November 20, 2012
CFTC’s Division of Swap Dealer and Intermediary Oversight Issues No-Action Letter on the Pay-to-Play Rules for Swap Dealers Conducting Business with Certain Governmental Special Entities
Washington, DC – The Commodity Futures Trading Commission’s (CFTC) Division of Swap Dealer and Intermediary Oversight (DSIO) today issued a no-action letter addressing the pay-to-play rules applicable to swap dealers who conduct business with certain governmental special entities.
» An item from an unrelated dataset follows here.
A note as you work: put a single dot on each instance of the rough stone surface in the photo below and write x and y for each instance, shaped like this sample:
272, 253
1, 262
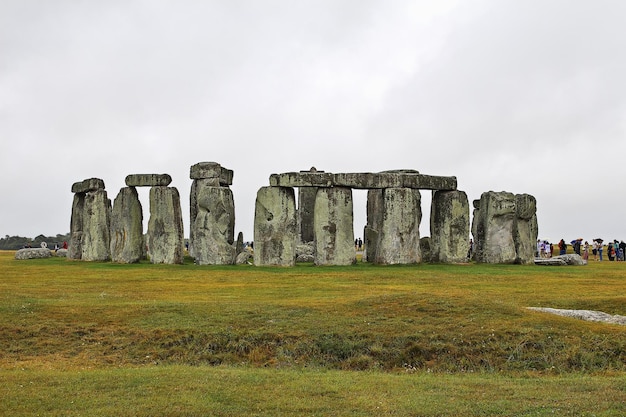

The pay-to-play rules in Commission Regulation 23.451 restrict a swap dealer from engaging in certain activities with a governmental special entity, if the swap dealer (or a covered associate of the swap dealer) made or solicited contributions to an official of that governmental special entity during the preceding two years, with limited exceptions. The no-action letter provides relief to swap dealers and their covered associates for making certain contributions to officials of certain special entities that may otherwise fall within the scope of Commission Regulation 23.451. The relief provided in the no-action letter is applicable to all SDs and MSPs.
The letter also clarifies the scope of the two-year “look-back” period in Commission Regulation 23.451. Specifically, the letter states that the two-year “look-back” period does not include any time period that preceded the date on which an SD is required to register as such.